In the case of associations of elevated blood amino acids with insulin resistance and T2DM phenotypes, a growing body of evidence suggests that reductions in tissue utilization and/or incomplete oxidation (due to lower enzyme activities) could play a role. For instance, insulin resistance in a human cohort (highest insulin concentration) was associated with significantly attenuated post-oral glucose tolerance test (OGTT) reductions in blood leucine/isoleucine [33], supporting the idea that lower insulin-stimulated tissue BCAA utilization occurs with insulin resistance. Lower expression of mitochondrial branched chain ketoacid dehydrogenase complex (BCKDC, main control point of BCAA oxidative catabolism) and associated proteins and genes is evident in visceral white adipose tissue from obese, insulin-resistant rodents and humans [34,35] (and references therein). Reduced expression of BCKDC, and lower enzyme activity due to the high fatty acid environment of T2DM and insulin resistance, could promote increased concentration of upstream metabolites such as BCAAs, methionine/cysteine, and 2-HB/2-ketobutyrate [32]. Recently, metabolomics analysis of blood from a large prospective study cohort (Framingham Heart Study) revealed the lysine derivative 2-aminoadipic acid (2-AAA) as predictive of T2DM development [36], with persons in the highest quartile of 2-AAA concentrations at fourfold greater risk. Lower blood glycine concentrations have also been reported to associate with insulin resistance or T2DM risk (e.g. [19,20,24,25]). The origins of the latter metabolic phenotypes remain unknown.
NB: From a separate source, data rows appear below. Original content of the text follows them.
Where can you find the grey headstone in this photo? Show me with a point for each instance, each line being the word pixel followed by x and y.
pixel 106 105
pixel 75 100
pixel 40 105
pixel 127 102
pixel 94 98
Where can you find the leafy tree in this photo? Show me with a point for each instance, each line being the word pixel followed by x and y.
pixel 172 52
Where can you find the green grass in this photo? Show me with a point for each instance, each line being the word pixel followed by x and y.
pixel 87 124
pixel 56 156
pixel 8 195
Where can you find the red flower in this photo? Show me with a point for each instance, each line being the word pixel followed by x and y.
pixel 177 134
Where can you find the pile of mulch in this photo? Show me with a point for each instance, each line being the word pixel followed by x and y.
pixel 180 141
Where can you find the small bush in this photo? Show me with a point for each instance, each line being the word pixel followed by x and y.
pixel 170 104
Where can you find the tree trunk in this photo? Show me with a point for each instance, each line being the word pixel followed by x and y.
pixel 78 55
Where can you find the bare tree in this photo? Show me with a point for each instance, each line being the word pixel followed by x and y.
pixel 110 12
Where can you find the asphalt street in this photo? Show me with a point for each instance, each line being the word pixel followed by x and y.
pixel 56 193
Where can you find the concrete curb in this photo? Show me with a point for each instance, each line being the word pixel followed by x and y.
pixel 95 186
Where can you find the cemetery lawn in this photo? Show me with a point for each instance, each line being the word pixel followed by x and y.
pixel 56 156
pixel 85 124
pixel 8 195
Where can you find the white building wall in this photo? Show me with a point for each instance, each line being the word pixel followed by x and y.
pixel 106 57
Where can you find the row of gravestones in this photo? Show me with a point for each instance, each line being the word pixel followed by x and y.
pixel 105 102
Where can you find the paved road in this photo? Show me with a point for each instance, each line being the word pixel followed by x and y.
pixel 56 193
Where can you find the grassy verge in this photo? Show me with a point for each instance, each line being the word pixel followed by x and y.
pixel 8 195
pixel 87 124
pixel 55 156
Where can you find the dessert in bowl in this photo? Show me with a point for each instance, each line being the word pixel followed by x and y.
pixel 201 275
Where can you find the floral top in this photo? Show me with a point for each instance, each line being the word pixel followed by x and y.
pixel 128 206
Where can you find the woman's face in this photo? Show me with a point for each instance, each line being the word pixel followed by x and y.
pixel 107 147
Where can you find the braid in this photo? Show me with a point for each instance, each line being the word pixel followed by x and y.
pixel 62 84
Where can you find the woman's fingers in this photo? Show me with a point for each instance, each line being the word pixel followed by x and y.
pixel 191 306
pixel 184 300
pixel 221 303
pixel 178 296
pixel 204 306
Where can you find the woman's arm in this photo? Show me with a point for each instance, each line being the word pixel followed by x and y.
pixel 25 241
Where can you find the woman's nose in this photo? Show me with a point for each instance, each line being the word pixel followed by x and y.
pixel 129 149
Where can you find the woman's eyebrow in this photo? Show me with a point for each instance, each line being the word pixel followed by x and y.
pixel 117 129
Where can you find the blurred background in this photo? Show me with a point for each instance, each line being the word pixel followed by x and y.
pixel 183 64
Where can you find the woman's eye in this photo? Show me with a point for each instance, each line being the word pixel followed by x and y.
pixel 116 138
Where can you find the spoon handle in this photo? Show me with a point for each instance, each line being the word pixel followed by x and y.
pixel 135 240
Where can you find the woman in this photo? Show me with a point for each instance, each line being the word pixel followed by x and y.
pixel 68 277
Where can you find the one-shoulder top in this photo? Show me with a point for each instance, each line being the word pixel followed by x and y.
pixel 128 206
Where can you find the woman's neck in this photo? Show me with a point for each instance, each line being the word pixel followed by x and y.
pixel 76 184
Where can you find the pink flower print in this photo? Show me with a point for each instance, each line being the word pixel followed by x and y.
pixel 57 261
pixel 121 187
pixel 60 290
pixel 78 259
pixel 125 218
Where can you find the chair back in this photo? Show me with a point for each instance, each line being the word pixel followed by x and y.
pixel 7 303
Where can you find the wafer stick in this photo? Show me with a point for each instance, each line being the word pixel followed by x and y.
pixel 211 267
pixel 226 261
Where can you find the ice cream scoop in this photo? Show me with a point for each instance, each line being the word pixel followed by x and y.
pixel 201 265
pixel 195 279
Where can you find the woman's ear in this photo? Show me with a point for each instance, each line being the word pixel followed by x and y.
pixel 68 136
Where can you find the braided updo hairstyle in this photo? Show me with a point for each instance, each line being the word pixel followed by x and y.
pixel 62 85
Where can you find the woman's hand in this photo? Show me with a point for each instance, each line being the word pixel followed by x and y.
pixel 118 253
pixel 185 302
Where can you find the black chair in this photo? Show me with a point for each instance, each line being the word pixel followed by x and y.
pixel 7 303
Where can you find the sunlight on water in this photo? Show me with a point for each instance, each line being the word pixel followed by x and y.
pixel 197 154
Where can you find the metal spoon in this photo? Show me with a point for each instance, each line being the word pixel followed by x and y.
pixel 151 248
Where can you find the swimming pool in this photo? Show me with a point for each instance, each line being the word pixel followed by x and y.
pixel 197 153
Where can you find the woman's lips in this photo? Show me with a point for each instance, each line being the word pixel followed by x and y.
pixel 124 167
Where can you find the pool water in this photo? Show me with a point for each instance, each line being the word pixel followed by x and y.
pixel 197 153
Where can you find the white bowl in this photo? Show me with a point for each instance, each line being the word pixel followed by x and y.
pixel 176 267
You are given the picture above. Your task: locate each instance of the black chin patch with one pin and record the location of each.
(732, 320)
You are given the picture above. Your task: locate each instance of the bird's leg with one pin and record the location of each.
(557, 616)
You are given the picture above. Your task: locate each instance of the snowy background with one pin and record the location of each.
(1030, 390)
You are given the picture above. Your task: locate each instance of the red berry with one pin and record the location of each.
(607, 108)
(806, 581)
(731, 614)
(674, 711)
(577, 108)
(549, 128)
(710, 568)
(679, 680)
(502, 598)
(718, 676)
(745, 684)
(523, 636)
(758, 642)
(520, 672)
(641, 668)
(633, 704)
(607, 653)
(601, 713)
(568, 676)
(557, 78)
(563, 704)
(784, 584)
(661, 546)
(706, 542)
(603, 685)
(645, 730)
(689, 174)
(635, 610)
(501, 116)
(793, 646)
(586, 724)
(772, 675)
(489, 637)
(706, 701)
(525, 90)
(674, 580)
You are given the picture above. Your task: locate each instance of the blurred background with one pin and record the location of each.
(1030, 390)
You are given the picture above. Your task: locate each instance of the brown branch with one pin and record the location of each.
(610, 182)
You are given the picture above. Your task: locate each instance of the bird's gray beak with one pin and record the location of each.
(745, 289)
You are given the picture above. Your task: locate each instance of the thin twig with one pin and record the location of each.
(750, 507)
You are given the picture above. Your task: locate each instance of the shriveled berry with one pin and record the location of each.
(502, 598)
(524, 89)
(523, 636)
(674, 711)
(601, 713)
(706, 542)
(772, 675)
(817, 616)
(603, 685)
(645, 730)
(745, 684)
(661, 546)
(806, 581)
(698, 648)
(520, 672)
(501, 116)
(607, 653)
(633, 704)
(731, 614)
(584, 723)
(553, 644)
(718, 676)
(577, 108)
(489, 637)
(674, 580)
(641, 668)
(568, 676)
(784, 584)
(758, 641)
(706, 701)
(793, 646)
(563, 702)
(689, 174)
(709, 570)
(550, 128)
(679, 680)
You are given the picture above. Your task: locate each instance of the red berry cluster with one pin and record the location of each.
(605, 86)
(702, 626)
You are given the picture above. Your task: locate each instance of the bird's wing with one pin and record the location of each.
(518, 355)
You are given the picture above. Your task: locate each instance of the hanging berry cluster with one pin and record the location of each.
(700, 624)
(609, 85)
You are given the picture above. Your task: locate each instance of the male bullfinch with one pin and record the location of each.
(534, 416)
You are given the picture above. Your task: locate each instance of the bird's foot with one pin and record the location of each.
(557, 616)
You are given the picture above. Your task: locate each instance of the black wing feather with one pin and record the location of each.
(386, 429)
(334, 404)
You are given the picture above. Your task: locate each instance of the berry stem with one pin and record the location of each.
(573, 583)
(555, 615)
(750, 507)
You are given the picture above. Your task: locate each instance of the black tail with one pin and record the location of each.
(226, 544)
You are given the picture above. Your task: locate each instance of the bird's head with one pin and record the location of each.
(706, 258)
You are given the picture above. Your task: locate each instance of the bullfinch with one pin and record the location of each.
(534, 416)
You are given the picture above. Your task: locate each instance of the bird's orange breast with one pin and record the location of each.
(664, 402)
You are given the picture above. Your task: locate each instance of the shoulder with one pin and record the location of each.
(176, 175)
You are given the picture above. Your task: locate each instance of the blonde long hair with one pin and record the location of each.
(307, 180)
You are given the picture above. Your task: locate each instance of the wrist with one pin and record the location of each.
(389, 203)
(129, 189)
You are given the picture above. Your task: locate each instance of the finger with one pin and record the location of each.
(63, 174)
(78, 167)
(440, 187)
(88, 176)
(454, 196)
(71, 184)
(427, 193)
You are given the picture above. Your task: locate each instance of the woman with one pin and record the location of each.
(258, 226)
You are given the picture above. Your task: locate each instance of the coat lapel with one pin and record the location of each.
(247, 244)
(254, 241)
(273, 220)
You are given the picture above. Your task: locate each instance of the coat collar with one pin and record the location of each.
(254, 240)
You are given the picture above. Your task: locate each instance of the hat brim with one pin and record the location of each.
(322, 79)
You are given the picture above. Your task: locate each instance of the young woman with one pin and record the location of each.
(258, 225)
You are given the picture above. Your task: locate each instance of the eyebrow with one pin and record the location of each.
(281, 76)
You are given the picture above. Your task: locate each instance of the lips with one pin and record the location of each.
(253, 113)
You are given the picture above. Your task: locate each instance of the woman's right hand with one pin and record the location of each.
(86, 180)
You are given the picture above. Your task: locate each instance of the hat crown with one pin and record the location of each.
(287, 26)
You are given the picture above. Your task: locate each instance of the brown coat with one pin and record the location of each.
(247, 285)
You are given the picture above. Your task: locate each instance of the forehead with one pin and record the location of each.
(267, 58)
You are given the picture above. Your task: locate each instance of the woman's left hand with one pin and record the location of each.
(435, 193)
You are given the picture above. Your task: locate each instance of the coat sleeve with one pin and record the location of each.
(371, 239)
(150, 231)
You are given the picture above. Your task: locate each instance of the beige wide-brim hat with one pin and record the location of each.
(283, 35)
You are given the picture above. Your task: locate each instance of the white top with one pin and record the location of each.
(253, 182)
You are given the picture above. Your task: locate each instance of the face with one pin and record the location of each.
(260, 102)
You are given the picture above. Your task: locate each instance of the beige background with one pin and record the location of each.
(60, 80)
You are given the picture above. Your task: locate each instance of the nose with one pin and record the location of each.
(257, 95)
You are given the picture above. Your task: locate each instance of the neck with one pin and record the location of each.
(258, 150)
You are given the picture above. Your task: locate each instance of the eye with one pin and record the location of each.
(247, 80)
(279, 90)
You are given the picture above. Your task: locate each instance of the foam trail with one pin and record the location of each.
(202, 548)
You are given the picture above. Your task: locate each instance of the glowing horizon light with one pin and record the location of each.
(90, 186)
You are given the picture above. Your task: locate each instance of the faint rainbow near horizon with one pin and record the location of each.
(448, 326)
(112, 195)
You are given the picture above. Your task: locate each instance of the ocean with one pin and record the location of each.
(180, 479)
Additional metabolite classes that are coming to the fore in terms of their potential association with insulin resistance or T2DM risk include bile acids and choline-containing phospholipids. For instance, insulin-resistant individuals had a blunted increase in blood glycochenodeoxycholic acid following OGTT [33]; yet, fasting concentration of this metabolite was increased in a cohort of impaired glucose tolerant vs. normal glucose tolerant individuals [18]. Phosphatidylcholine derivatives including glycerophosphatidylcholine metabolites are consistently reported to be reduced in T2DM or insulin resistance [16,18,20,25,37]. Further research is needed to determine why insulin resistance and T2DM phenotypes associate with blood patterns of bile acids and phospholipids, but it is possible that changes to the gut environment and/or gut bacteria (microbiota) play a role. Recent metabolomics results highlight that the host’s metabolic health and insulin resistance status are associated with differences in profiles of blood and urine xeno-metabolites (“nonself ” metabolites) (e.g. [18,38]). Interestingly, taxonomic diversity in the gut microbiome is significantly different in persons displaying risk markers for cardiometabolic disease including insulin resistance [39], and there are clear differences in gut microbe communities when comparing subjects with normal glucose tolerance, prediabetes, and T2DM [40–43].